Update 2015: Nowadays I always recommend Anaconda. It includes lots of Python packages for scientific computing, data science, web development, etc. It also provides a superior environment tool, conda
, which allows to easily switch between environments, even between Python 2 and 3. It is also updated very quickly as soon as a new version of a package is released, and you can just do conda update packagename
to update it.
Original answer below:
On Windows, what is complicated is to compile the math packages, so I think a manual install is a viable option only if you are interested only in Python
, without other packages.
Therefore better chose either EPD (now Canopy) or Anaconda.
Anaconda has around 270 packages, including the most important for most scientific applications and data analysis, that is, NumPy, SciPy, Pandas, IPython, matplotlib, Scikit-learn.
So if this is enough for you, I would choose Anaconda.
Instead, if you are interested in other packages, and even more if you use any of the Enthought packages (Chaco for example is very useful for realtime data visualization), then EPD/Canopy is probably a better choice. The Academic version has a larger number of packages in the base install, and many more in the repository.

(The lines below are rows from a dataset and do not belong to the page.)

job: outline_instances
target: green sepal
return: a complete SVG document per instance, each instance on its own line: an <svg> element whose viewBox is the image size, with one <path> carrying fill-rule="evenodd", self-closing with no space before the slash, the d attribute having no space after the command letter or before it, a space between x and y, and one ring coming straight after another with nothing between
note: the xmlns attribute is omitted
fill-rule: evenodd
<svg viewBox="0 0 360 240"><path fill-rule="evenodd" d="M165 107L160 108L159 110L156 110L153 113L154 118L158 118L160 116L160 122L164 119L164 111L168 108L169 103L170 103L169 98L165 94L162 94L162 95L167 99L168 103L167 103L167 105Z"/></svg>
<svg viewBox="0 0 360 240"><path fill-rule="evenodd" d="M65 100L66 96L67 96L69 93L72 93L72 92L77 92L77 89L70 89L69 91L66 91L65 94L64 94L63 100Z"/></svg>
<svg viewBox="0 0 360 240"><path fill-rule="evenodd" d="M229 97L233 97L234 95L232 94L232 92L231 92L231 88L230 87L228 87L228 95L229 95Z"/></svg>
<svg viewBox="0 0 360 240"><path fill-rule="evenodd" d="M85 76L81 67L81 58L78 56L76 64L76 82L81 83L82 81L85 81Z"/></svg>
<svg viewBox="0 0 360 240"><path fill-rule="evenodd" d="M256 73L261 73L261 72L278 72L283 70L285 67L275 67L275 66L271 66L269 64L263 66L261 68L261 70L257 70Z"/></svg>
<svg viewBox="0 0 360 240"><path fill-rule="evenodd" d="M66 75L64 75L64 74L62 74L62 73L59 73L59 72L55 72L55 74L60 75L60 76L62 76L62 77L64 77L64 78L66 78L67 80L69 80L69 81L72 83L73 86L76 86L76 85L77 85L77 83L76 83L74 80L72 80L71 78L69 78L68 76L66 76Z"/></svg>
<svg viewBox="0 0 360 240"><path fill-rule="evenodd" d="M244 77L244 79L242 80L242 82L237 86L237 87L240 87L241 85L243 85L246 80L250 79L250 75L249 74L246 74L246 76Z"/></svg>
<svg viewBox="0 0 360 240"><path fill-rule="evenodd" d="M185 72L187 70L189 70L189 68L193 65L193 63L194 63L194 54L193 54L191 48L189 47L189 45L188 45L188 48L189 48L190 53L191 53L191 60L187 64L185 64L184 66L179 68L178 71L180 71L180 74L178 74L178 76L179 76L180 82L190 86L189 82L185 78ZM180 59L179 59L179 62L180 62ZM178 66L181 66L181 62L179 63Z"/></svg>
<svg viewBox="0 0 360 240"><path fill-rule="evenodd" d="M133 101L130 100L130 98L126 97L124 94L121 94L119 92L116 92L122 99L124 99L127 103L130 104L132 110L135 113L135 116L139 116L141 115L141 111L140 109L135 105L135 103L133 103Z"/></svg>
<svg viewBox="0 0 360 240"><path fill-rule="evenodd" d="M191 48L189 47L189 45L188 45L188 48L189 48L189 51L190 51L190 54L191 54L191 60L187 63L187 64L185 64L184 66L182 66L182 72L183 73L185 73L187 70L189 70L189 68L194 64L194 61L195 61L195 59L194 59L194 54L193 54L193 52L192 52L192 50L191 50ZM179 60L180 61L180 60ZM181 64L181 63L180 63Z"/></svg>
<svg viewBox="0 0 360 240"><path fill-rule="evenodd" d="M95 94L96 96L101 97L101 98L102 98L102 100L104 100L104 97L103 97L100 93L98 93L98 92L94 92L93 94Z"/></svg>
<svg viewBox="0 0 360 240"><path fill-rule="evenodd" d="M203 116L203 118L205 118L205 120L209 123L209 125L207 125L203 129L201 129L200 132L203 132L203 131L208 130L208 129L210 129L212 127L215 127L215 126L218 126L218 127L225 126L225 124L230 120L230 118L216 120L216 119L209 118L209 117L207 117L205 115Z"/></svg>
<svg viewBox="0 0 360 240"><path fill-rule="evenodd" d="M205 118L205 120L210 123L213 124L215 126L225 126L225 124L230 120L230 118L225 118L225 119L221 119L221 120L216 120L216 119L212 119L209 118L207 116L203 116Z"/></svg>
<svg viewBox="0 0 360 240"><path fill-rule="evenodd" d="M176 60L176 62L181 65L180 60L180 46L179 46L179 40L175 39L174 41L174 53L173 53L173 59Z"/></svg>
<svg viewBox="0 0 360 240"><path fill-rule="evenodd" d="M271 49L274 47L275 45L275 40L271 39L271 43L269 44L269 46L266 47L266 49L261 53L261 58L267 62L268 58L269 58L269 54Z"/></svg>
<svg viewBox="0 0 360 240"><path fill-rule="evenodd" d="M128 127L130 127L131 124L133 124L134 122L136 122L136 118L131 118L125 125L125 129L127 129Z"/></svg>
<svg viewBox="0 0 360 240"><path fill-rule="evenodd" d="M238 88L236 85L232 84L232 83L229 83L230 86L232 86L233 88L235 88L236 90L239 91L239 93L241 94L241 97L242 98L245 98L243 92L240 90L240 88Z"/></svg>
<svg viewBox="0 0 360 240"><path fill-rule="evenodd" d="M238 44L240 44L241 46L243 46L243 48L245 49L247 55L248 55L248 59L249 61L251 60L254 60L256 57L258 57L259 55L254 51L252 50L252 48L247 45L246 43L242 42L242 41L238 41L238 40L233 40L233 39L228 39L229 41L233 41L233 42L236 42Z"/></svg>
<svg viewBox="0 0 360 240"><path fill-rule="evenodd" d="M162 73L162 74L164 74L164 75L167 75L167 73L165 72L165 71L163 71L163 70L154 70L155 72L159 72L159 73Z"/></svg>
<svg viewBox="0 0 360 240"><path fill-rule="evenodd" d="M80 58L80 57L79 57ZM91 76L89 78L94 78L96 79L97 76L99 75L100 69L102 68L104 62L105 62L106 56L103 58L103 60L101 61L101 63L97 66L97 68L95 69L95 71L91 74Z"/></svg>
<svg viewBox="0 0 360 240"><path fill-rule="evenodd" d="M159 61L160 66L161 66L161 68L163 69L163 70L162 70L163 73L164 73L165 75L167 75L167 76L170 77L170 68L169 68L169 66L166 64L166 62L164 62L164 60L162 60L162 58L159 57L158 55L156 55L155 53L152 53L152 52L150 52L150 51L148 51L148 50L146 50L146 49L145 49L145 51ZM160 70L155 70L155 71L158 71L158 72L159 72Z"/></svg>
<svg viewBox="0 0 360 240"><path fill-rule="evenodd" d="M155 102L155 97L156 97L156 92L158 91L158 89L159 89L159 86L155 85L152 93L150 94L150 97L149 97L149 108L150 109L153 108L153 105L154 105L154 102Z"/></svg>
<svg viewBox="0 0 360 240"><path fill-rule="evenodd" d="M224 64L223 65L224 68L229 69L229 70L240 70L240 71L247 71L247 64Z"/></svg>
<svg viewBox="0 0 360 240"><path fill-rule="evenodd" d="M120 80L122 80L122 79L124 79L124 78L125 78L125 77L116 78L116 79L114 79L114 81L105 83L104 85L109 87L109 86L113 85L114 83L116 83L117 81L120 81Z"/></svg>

Anaconda also includes Chaco.
I have tried various Windows distributions in the last year, trying to find one sutable for my work environment (behind a proxy, but without access to proxy configuration).
Here is my feedback from experience:
EPD/Canopy:
We had a license of EPD, but it was old and we were unable to update becasue of the weird proxy situation. In order to add some packages (such as recent version of xlrd/xlwt), I compiled from source. To update SciPy and NumPy, I used the precompiled installer from http://www.lfd.uci.edu/~gohlke/pythonlibs/, but it would sometimes screw up compatibility. I loved having a fully configured Py2exe and Cython, and it simply worked out of the box.
After a while, I tried installing the free version of Canopy, but it lacks Cython and py2exe and some specific advanced packaged I needed, so I never really used it.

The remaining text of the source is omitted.